Hello,
One thing that's missing right now is documentation for the Falcon engine.
I'm talking about somthing more specific than the super-high-level overviews you find like "Falcon design review" (http://www.mysqlperformanceblog.com/2007/01/12/falcon-storage-engine-design-review/), or "Falcon in depth" (http://dev.mysql.com/tech-resources/articles/falcon-in-depth.html).
I'm talking about the nitty gritty details, like the implementation of sparse bitmaps, inversion pages, filter sets, serial log details, locks and the like. I'm talking about the why and the how. You know, blueprint stuff.
What's that, I hear? Read the source code, you say? Well, Well I'm doing just that and I'm learning a lot from it. I even reimplemented some of the more interesting stuff (for me at least) in C#.
Indeed, the source code is the documentation. Problem is, it's the only documentation and as much as I like to dive in code, a lot of time is wasted because you find yourself wondering where every piece "fits". As rewarding as it is when you finally "get it", it's not always time well spent. I mean no offense.

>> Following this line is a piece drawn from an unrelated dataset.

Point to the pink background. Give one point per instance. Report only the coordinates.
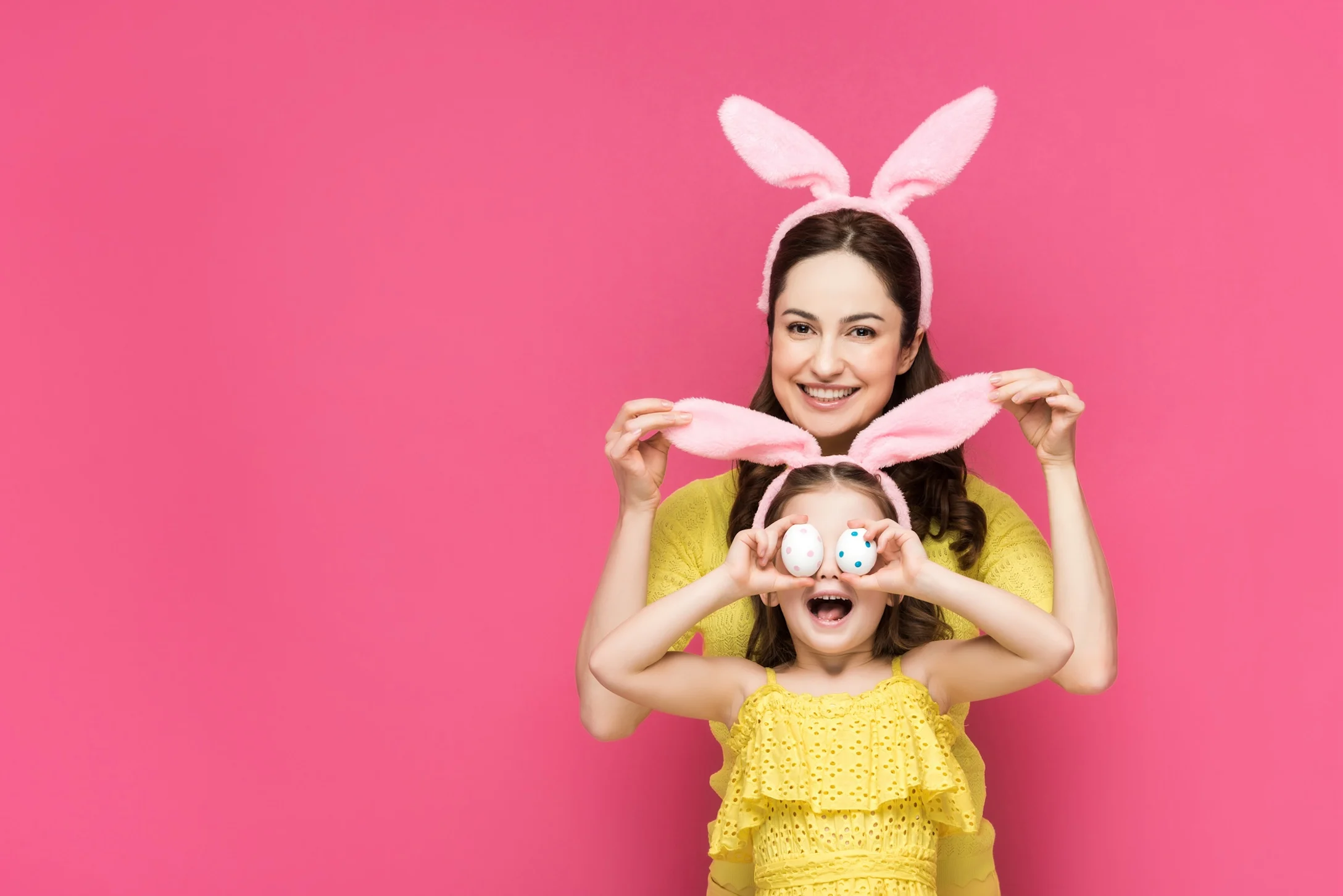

And let's face it: there's a LOT of source code to read and a lot of complexity to master. With all due respect to the highly capable brains that work on it, the few comments you find in there don't enable you to understand what's going on unless you already understand what's going on.
And (at the risk of being incinerated by said capable brains) the code isn't exactly factored well: it's just a bunch of files in a directory and another bunch of files in TransformLib. Surely this could be refactored better: there's locking, page IO, serial log stuff, threading, SQl stuff... even the use of namespaces would help make this a more managable blob (pun intended).
The (now outdated) doxygen'd stuff you find like
http://saturn.flamingspork.com/~autoweb/doxygen/mysql-5.2-falcon/html/db/dd1/classInversionPage.html, is only part of the story. Automated tools don't help much. What would really help is a guiding hand.
Or maybe my brain isn't capable enough... always a possibility, of course.